Трещины идут по земле. Трещины идут по речному льду. Трещины змеятся по древнему Кремлю, оплоту Царей. Все трещит по швам, и в расколах и провалах плещется огонь, и в дыры и прорехи врывается, льется огонь, затопляя всякий клочок обжитого, намоленного. Прощайтесь! Не вы взлетите на облаке! Не вы взойдете к престолу! Вон он, золотой, горит! И человек в небе с золотой головой…
Черный Ангел с ревом взмыл вверх.
Белый старик стоял на земле с огненной чашей, подняв ее над головой, глядя вокруг бешеными, белыми, выпученными глазами.

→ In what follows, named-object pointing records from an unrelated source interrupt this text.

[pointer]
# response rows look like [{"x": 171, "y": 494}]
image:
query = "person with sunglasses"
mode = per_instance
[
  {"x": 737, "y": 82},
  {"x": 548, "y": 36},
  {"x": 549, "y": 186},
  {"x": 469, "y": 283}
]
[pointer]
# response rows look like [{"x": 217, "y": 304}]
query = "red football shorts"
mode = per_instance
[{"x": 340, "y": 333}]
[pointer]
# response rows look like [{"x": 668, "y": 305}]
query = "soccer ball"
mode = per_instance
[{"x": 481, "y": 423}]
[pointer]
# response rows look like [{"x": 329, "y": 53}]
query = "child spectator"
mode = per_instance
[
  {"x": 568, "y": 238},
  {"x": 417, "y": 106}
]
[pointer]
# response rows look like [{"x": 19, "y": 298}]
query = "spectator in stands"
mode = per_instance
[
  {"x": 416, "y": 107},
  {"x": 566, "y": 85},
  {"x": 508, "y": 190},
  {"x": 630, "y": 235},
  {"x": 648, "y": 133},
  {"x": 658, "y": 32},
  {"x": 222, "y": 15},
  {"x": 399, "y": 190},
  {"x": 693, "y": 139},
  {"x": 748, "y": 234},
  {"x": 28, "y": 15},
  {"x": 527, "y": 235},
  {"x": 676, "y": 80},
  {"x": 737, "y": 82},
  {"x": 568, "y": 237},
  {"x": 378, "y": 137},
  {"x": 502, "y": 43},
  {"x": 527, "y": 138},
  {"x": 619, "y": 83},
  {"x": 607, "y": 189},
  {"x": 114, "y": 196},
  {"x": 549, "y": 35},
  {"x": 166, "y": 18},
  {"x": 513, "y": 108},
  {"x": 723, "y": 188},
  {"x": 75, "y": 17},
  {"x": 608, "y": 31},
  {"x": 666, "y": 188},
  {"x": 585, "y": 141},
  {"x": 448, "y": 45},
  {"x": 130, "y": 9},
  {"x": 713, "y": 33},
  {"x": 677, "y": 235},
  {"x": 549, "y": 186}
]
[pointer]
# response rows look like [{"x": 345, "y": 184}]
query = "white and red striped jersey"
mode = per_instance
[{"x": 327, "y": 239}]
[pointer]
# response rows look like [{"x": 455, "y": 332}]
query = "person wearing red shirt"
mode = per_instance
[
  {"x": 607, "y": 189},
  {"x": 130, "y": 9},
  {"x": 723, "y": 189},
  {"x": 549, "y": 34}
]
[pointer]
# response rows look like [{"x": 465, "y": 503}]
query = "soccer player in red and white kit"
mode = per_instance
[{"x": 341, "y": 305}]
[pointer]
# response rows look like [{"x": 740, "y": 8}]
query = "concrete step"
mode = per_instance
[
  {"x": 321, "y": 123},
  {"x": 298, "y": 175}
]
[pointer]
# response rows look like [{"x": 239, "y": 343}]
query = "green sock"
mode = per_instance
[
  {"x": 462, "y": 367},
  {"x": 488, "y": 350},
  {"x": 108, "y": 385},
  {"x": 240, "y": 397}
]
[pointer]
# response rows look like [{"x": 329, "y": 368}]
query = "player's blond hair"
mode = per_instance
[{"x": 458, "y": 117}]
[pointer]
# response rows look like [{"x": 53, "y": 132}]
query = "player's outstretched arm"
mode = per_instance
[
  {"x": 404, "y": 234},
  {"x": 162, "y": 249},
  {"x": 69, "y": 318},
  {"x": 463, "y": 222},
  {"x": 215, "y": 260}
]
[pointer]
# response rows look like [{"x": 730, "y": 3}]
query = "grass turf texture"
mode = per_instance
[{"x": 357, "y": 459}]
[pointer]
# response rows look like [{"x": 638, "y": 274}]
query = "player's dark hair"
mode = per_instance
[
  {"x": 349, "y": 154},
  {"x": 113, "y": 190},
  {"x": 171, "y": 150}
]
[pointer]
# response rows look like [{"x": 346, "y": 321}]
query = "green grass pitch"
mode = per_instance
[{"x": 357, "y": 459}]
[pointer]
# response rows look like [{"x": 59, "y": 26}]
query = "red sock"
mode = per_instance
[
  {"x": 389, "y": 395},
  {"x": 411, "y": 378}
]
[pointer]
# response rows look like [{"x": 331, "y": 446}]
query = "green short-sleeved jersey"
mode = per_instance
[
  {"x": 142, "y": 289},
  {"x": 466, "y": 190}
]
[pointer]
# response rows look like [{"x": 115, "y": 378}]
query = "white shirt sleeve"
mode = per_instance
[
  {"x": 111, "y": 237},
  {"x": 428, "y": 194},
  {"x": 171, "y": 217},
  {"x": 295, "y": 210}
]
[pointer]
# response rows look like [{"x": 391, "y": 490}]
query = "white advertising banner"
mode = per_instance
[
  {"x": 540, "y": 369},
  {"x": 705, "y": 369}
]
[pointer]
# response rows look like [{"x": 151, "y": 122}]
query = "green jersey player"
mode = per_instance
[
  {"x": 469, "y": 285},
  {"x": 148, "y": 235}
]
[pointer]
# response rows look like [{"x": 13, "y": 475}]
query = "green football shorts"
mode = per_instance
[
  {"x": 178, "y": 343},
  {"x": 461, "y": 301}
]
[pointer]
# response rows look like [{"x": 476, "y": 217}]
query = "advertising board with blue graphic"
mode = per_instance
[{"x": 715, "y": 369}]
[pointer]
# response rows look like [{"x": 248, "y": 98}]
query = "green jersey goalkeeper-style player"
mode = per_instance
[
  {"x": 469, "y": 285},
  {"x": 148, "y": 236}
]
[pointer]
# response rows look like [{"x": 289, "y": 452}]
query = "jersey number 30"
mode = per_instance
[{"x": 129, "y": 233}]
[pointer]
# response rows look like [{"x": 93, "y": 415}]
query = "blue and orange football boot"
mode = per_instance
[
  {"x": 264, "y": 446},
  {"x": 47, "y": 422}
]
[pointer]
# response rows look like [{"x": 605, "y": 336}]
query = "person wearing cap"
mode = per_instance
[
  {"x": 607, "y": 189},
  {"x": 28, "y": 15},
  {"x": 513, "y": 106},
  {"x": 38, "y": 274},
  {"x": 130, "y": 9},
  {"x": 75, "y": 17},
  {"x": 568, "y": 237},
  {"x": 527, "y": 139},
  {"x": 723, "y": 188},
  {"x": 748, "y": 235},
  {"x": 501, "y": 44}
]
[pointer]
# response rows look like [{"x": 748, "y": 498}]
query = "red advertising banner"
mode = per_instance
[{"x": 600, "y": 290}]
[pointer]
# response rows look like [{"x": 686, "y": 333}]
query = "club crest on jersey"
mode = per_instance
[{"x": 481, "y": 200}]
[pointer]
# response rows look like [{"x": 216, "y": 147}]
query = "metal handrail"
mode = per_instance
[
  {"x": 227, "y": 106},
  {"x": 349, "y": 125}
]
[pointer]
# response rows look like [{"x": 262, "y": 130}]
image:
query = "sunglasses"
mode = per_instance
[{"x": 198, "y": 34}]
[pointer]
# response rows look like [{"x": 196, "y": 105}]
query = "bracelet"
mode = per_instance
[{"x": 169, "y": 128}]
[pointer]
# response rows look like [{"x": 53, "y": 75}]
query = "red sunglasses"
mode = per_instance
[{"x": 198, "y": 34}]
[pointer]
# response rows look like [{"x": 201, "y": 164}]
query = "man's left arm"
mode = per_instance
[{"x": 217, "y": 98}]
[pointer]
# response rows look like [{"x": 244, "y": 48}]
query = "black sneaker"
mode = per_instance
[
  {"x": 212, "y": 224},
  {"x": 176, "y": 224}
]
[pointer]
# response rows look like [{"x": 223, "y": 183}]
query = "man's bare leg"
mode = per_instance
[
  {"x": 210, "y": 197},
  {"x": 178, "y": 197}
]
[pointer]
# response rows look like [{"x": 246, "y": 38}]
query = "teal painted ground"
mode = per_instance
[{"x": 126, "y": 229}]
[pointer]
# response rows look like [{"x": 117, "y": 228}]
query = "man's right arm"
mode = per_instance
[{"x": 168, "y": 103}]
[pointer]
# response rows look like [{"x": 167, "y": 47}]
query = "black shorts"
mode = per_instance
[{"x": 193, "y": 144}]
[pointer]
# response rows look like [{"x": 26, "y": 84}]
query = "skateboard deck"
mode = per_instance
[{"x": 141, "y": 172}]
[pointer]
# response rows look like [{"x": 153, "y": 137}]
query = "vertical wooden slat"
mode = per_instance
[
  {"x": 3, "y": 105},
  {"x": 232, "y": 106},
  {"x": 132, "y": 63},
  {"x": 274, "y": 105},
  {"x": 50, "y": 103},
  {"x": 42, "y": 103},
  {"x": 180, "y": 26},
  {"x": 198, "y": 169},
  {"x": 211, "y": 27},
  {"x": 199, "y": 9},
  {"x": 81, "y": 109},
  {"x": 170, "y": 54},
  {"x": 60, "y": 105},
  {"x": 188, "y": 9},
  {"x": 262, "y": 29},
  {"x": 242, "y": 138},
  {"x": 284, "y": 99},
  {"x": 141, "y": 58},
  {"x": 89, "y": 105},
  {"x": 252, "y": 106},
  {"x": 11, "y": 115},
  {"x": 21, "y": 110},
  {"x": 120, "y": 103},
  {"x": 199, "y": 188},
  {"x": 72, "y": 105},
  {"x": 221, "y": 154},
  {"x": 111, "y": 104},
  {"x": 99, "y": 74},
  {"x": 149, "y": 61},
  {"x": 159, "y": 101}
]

И навстречу старику с горящей чашей вышла из-за кремлевской красной стены маленькая, как кнопка или ягодка, низкоросленькая женщинка, с виду отроковица, но женские кормившие груди высоко обозначались у нее под одеждой; и за руку она вела, тащила маленького мальчика, а на другой руке держала, как кочанчик, девчонку, и девчоночка обнимала мать за шею, и глаза у девочки были узкие, косого озорного разреза, дикие, куничьи, испуганные; и за идущей с детьми маленькой женщиной полз сзади огромный огненный дракон, он вился и изгибался, он пожирал пламенем все вокруг, но не мог зубастой, языкастой пастью достать ее — она все уходила и уходила, а он все взлизывал огненными языками снежную муть за ее спиной, за плечами. Маленькая женщина подошла к старику и поглядела на него строго снизу вверх.